From your study of chemical equilibrium, you know that ΔG°_rxn = −RT ln K, connecting the standard Gibbs free energy change to the equilibrium constant. But where does ΔG°_rxn come from in practice? You cannot measure absolute enthalpy or Gibbs free energy — only differences. Thermochemistry solves this by establishing a universal reference state: pure elements in their most stable form at 25°C (298.15 K) and 1 atm pressure are assigned zero formation enthalpy by convention. From this baseline, every compound is characterized by its standard enthalpy of formation ΔH°_f — the heat released or absorbed when exactly one mole of that compound is formed from its elements under standard conditions.

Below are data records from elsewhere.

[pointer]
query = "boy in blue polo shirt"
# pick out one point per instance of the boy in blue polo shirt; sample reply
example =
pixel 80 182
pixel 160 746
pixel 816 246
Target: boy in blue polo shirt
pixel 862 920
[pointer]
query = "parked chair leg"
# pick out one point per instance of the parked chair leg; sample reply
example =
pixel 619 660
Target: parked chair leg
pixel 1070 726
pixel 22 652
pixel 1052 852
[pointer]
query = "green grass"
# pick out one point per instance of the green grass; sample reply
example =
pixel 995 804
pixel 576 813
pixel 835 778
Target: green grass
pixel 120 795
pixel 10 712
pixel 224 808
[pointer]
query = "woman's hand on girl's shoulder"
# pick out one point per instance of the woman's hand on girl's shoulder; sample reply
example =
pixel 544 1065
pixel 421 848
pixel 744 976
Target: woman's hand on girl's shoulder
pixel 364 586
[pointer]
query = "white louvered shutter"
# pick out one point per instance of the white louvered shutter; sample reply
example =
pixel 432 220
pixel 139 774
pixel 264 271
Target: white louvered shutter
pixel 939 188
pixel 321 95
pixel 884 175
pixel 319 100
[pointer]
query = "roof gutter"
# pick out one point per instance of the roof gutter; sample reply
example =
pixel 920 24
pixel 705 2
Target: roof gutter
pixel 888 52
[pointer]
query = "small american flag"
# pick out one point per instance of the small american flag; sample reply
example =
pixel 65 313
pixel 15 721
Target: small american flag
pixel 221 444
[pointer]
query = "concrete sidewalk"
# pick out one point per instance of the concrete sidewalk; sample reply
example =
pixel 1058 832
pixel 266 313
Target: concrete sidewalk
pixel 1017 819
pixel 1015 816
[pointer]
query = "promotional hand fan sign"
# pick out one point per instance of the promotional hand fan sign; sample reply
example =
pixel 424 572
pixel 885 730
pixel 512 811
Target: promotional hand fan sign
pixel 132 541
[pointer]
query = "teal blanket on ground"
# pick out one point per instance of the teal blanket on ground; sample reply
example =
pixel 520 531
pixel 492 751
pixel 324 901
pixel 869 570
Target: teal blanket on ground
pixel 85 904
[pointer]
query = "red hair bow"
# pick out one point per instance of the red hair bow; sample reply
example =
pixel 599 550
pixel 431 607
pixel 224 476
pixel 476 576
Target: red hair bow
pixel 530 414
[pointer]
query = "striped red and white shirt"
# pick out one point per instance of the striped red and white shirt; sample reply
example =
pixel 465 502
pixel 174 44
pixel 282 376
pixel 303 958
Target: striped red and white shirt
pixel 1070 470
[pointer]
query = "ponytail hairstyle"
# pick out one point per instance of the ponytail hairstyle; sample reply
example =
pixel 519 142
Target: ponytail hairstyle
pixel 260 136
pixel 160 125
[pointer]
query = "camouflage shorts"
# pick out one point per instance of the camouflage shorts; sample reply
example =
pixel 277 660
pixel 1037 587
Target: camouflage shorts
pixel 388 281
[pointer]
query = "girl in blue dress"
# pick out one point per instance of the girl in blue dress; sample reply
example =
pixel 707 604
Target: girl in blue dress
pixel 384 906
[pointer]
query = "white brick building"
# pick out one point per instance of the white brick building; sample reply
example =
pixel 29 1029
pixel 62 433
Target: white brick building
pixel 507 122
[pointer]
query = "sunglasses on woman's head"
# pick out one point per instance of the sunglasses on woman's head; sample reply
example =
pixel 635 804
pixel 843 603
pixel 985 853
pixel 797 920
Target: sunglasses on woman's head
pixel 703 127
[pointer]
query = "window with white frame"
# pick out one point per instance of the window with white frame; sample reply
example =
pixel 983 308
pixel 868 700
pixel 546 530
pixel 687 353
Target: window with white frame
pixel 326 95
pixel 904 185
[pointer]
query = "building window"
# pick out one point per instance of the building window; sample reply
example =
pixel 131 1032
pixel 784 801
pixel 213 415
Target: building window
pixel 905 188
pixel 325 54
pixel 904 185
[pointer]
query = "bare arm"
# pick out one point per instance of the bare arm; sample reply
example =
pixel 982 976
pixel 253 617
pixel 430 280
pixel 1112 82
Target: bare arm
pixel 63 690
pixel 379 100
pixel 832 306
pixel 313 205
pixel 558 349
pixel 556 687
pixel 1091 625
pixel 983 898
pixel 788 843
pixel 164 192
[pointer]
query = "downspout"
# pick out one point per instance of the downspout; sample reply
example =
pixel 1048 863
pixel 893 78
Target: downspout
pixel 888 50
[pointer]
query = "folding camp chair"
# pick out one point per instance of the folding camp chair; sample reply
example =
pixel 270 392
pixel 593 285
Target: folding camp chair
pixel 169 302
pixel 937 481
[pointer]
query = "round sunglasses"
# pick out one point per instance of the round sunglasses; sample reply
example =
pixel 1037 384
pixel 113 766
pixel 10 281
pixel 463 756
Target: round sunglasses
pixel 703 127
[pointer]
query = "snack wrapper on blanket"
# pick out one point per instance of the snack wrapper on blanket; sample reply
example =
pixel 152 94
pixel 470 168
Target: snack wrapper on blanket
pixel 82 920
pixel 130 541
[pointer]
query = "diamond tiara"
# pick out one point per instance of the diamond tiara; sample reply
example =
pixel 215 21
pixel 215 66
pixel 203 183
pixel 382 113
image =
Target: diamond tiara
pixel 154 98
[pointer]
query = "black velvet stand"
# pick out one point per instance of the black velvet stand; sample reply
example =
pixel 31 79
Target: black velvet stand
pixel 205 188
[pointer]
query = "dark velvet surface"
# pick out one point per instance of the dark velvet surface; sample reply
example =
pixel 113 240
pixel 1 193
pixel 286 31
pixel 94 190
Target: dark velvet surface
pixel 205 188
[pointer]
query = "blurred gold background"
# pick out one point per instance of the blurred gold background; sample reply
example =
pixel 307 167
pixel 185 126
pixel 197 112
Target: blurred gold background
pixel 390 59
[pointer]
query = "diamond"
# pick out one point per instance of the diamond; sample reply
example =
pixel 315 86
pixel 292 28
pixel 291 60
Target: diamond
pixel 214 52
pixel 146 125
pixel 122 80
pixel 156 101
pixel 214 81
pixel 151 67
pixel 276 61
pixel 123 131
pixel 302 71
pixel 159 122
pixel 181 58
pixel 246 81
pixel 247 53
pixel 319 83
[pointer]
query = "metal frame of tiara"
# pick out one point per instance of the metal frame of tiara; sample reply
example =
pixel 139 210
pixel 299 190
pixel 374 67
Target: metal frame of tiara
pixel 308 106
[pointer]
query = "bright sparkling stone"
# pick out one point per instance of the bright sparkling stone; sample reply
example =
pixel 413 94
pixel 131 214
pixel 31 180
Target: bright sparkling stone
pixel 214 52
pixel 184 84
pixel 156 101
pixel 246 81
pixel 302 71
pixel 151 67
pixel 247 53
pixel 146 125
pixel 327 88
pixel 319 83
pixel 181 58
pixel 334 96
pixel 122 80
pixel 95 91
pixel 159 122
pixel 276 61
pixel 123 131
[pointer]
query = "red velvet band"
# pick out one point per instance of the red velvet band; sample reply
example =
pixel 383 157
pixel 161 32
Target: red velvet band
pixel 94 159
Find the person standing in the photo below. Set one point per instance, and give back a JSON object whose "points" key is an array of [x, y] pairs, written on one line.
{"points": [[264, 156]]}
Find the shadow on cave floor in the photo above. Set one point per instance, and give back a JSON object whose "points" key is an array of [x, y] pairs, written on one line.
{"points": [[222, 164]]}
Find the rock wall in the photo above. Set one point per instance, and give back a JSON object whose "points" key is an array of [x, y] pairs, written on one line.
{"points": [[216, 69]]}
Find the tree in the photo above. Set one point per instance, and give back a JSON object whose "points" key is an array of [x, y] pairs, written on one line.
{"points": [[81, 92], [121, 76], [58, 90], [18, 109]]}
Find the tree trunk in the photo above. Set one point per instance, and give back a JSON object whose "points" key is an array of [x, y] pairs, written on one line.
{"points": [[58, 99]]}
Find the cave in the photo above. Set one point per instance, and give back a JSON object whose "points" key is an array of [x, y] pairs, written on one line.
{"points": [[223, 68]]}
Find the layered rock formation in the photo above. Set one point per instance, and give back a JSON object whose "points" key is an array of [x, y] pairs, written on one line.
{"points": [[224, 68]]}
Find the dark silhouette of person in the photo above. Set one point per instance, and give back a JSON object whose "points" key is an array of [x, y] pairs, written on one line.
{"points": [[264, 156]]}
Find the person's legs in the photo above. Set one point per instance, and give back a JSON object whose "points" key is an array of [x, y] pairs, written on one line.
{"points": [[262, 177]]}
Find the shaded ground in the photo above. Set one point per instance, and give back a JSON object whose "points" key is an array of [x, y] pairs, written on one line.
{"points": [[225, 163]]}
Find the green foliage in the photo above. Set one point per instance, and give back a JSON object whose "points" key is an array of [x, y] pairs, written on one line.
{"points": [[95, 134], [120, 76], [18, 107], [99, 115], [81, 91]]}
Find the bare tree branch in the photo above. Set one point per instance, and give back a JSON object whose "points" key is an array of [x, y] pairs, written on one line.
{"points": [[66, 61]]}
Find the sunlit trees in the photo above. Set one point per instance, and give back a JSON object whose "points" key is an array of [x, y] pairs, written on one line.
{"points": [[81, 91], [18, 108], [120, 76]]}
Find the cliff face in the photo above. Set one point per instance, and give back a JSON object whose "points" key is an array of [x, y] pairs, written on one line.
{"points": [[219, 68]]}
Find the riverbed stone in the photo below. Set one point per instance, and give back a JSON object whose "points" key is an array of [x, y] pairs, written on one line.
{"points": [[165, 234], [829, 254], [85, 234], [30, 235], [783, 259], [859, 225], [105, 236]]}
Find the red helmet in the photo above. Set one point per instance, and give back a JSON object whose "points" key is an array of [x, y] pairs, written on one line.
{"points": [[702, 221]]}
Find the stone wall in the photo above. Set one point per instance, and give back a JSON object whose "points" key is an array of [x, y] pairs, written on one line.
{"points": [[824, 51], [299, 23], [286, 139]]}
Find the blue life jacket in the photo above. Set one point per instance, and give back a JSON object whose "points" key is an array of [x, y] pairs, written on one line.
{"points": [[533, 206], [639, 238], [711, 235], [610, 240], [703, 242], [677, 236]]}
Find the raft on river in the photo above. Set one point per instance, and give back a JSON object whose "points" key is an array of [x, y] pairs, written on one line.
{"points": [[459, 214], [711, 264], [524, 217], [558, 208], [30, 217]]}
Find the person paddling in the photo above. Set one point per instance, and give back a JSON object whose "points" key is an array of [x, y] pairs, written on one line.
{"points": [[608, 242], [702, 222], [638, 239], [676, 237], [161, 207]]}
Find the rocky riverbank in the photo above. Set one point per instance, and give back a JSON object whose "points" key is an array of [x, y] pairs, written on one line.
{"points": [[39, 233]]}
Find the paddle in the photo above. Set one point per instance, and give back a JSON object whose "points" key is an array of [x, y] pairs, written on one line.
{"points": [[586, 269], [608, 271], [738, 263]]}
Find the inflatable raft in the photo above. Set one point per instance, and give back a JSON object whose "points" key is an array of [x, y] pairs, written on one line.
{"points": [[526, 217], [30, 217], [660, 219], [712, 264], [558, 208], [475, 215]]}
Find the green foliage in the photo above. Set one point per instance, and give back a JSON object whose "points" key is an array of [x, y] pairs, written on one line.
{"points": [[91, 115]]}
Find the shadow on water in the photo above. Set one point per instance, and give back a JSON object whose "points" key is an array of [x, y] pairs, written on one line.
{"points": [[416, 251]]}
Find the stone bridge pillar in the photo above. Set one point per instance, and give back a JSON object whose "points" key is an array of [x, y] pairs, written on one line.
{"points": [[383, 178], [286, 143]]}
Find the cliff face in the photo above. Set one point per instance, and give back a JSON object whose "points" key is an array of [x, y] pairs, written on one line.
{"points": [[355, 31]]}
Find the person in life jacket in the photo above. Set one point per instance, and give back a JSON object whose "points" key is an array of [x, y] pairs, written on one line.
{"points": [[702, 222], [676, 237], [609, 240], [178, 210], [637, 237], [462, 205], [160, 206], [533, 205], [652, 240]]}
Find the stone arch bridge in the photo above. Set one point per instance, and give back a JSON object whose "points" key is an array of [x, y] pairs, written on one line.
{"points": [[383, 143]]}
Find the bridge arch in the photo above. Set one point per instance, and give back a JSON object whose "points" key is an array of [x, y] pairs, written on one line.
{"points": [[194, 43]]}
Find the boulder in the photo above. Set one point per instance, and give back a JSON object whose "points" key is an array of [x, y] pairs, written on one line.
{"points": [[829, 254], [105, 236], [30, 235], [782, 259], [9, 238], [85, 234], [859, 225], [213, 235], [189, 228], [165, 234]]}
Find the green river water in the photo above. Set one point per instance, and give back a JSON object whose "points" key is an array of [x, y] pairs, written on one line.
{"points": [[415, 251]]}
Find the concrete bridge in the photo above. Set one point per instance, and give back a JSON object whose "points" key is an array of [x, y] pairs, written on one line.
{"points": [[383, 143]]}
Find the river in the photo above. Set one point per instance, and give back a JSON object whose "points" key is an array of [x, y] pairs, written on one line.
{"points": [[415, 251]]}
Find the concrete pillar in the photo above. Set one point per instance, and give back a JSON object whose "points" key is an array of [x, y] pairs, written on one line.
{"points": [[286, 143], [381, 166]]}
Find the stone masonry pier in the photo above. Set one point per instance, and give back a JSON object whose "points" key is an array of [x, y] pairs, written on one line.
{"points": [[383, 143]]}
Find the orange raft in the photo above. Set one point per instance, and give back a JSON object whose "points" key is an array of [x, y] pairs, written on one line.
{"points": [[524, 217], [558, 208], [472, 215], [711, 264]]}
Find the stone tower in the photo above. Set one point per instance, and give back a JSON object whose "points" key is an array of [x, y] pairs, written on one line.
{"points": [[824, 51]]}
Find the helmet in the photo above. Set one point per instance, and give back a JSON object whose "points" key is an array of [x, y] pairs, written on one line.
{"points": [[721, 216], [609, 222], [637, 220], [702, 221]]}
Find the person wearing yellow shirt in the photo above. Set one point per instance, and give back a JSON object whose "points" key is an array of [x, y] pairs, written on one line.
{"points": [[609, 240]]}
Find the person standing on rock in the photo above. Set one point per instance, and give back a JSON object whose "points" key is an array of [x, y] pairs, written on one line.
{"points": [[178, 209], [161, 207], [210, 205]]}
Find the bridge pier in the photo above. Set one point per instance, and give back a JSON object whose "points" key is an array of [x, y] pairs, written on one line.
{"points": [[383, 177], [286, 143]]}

The payoff of this convention is Hess's law in numerical form. Because enthalpy is a state function (a concept from the first law), the enthalpy change of any reaction depends only on the initial and final states, not the path. You can therefore construct any reaction by algebraically combining formation reactions: ΔH°_rxn = Σ(νᵢ ΔH°_f,products) − Σ(νⱼ ΔH°_f,reactants), where ν are stoichiometric coefficients. Physically, you are "unforming" all the reactants back to elements (negative ΔH°_f terms) and then "forming" the products from those elements (positive ΔH°_f terms). The same algebra applies to entropy and Gibbs free energy, giving you ΔG°_rxn directly from tabulated data — no direct measurement of the actual reaction required.
A critical subtlety: elements in their reference form have ΔH°_f = 0 by definition, not because they have no energy, but because they are the chosen reference. O₂(g), N₂(g), C(graphite), and H₂(g) all have zero formation enthalpy. O(g) (atomic oxygen) and C(diamond), however, do not — they are not the most stable reference forms, so forming them from O₂ and graphite requires energy. Getting these reference-form conventions right is essential; using the wrong allotrope or molecular state is a common source of error.
For reactions at temperatures other than 25°C, Kirchhoff's law provides the correction: (∂ΔH_rxn/∂T)_P = ΔCₚ, where ΔCₚ is the difference in heat capacities of products minus reactants (weighted by stoichiometry). Integrating this gives ΔH_rxn(T) = ΔH°_rxn + ∫₂₉₈^T ΔCₚ dT. For many engineering combustion problems, ΔCₚ is small and this correction is modest. For high-temperature furnace reactions or industrial processes operating well above 300°C, however, the correction matters significantly and using room-temperature formation data without adjustment introduces real error. The same approach applies to ΔG°_rxn via the Gibbs-Helmholtz equation, connecting thermochemical tables to equilibrium predictions at any temperature.